Nigel Dixon - vocals, rhythm guitar; Paul Simonon - bass, vocals; Gary Myrick - lead guitar, vocals; Travis Williams - drums, percussion

Warming up to the tune of "Hey Amigo," their own Ennio Morricone-styled intro, Havana 3 AM proceed to transform mood music and loopy sound affects into rock energy by fusing ska, rockabilly, Latin rhythms and spaghetti western music to a stripped down four chord sound.

Between the fusion and naming their band after an album by mambo king Prez Prado, you could say that Havana 3 AM were on the leading edge of cross cultural genre hybridization way back when they formed in 1990. Co-led by former Clash bassist Paul Simonon and Texas guitarist Gary Myrick, fronted by Nigel Dixon (formerly of UK band Whirlwind) and held steady by drummer Travis Williams, the group's eight-song set recorded live in New York City features material from their 1991 self-titled debut.
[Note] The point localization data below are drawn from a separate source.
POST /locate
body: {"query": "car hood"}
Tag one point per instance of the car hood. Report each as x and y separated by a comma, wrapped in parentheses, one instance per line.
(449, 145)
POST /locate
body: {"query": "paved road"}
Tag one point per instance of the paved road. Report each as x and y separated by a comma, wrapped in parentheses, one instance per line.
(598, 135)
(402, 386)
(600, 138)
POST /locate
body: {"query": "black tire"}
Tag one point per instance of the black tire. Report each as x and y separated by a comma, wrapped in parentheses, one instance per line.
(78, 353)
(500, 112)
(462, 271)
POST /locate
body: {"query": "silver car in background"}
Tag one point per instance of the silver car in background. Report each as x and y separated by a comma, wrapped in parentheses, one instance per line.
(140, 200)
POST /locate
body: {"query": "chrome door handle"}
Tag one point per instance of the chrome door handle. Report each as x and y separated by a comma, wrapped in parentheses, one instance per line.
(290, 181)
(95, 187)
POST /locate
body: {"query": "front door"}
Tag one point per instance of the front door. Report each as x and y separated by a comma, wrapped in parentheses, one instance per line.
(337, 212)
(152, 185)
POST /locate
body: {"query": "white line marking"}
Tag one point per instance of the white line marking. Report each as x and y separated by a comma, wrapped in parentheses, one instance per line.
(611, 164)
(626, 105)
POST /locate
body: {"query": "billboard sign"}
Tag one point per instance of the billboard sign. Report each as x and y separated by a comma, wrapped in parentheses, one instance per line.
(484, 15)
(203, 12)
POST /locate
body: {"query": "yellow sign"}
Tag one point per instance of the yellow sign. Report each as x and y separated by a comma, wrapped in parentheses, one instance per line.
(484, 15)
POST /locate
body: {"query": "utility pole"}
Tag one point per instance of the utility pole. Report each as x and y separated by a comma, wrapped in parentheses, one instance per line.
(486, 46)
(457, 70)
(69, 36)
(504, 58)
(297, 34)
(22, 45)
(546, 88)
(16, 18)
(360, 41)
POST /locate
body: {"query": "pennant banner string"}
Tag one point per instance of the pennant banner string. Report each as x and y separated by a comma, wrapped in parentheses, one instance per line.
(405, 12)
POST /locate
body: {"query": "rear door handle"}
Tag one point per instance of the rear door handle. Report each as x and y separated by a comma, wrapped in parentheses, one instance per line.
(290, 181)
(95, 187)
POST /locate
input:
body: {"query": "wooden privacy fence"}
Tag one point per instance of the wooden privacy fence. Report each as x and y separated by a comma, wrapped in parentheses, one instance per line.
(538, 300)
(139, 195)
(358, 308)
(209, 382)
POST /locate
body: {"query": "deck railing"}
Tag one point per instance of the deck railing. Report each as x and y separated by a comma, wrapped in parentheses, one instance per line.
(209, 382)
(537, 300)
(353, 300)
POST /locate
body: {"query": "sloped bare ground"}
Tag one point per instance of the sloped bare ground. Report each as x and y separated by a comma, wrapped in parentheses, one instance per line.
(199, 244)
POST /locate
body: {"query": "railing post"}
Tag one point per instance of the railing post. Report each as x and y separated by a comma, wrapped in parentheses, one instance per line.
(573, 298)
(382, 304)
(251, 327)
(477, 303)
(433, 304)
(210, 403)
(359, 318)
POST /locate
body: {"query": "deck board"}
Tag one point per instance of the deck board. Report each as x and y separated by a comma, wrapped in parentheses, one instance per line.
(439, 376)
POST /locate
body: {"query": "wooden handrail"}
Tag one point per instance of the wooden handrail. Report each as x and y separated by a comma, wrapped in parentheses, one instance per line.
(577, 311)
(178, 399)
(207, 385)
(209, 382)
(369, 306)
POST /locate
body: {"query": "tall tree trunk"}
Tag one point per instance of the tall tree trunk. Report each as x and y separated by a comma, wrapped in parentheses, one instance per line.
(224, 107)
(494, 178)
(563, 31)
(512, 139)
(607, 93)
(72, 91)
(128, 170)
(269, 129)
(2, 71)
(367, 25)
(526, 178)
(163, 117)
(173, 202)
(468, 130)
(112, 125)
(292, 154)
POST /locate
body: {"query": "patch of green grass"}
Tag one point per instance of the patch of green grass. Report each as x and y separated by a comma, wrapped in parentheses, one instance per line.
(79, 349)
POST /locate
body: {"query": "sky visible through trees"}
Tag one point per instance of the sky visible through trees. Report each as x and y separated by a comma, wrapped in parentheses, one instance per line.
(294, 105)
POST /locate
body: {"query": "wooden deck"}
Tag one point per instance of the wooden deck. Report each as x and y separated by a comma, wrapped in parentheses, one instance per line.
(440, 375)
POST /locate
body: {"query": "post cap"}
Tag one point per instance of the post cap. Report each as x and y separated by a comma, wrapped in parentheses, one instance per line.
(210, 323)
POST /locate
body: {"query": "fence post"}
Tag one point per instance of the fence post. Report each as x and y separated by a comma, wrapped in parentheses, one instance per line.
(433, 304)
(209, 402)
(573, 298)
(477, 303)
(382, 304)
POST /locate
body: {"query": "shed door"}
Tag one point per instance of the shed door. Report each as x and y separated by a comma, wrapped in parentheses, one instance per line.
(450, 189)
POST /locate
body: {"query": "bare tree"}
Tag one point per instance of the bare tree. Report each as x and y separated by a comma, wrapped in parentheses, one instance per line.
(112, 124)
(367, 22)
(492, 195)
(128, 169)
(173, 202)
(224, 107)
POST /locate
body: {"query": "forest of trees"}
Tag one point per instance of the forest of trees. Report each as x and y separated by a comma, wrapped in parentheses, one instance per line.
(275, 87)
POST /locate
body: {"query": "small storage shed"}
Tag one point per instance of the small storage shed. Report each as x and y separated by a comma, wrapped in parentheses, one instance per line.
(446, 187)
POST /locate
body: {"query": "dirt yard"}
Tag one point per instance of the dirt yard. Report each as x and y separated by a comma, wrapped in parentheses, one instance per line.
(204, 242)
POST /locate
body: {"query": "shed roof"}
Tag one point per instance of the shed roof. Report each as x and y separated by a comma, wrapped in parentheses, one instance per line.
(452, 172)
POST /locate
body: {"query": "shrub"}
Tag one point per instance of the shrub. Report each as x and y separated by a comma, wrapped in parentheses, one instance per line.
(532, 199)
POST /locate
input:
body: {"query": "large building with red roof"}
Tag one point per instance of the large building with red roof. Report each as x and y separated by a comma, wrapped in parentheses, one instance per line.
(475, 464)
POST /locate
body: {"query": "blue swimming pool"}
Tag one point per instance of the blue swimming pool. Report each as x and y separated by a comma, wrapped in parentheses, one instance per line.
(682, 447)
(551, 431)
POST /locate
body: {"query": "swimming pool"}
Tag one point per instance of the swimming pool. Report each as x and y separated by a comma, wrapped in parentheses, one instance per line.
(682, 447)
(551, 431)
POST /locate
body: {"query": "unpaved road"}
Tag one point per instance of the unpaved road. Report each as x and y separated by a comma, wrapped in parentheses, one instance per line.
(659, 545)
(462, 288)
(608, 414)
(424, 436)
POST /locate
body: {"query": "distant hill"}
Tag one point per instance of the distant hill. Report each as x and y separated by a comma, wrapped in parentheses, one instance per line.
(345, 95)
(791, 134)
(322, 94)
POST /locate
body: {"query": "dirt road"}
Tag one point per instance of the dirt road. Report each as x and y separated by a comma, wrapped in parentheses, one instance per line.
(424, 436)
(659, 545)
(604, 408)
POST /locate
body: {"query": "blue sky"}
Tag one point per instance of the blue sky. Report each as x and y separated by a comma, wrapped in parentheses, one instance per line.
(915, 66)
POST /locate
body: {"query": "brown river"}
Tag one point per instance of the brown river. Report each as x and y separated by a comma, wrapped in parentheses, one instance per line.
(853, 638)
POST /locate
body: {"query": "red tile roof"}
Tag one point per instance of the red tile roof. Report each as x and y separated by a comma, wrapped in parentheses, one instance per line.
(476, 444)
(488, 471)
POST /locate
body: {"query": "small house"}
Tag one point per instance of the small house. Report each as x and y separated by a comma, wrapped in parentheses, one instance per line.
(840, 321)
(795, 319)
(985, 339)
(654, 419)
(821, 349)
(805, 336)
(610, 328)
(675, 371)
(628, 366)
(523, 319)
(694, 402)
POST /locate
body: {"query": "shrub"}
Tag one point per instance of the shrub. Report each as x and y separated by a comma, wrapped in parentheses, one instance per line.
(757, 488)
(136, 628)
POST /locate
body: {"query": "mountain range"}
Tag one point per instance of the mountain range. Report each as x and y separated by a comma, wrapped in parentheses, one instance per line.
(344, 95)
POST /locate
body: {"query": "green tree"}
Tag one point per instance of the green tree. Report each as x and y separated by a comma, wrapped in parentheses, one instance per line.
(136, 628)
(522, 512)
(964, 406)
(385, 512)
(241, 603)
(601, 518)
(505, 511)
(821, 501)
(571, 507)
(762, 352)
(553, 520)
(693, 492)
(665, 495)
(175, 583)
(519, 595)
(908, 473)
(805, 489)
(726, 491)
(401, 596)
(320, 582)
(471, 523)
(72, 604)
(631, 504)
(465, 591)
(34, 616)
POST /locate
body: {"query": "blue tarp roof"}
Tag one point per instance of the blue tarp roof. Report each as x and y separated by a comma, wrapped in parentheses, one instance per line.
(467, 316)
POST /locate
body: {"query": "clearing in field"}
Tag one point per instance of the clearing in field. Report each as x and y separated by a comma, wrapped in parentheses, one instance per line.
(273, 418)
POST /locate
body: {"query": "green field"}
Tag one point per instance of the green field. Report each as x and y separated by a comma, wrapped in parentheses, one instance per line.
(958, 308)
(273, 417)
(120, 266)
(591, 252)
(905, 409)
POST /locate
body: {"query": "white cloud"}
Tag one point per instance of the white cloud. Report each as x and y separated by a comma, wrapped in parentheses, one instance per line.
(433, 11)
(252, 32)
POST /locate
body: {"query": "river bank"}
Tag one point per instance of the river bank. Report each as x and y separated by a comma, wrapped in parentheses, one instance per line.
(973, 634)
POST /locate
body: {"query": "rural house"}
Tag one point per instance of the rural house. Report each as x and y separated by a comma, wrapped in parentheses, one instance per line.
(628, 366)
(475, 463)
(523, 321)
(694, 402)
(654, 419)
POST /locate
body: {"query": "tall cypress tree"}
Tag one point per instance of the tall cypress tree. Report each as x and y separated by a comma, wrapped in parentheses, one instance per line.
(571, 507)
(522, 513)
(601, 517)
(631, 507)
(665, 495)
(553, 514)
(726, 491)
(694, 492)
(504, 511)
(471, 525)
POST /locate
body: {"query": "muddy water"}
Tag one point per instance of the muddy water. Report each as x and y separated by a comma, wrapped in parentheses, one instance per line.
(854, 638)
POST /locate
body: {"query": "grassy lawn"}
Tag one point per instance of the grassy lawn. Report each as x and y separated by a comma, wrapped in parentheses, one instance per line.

It's straightforward fare, mostly concerning urban phenomenon: "Living in the Town," is "about London," "Surfing the City" (describing riding the tops of subway trains) rides on waves of chunky chords and an adamant chorus that could easily fit into the repertoire of Simonon's old band. Listening to the bassist move through "Blue Gene Vincent," a tribute to "the late great" rockabilly pioneer that nods not only to his hiccupping vocal style but also to his distinct, crying guitar, you can hear where Simonon's own rockabilly bass runs helped to define the Clash sound, along with his reggae influence.

His rebel rocker attitude also contributed to establishing the Havana 3 AM project as a forceful entity; however, he would not be long for the job. Following his departure in 1993 and the death of drummer Williams, Myrick proverbially soldiered on to not-so-great effect. Retaining the band name and releasing an album with a different line-up in 1996, he too eventually lost faith in the effort. Perhaps it was not the collaborators' fate to make it or produce a large catalog, however the live archive remains. This performance demonstrates that when the stars line up just right, the powerful original lineup of Havana 3 AM, though short-lived in its tenure and under-looked in its day, was capable of conjuring roots music tradition, combining it with a little personal flash and style, and making some damn fine undiluted rock 'n' roll. This show offers a taste of their definitive post '80s/pre-grunge rock 'n' rhythm sound.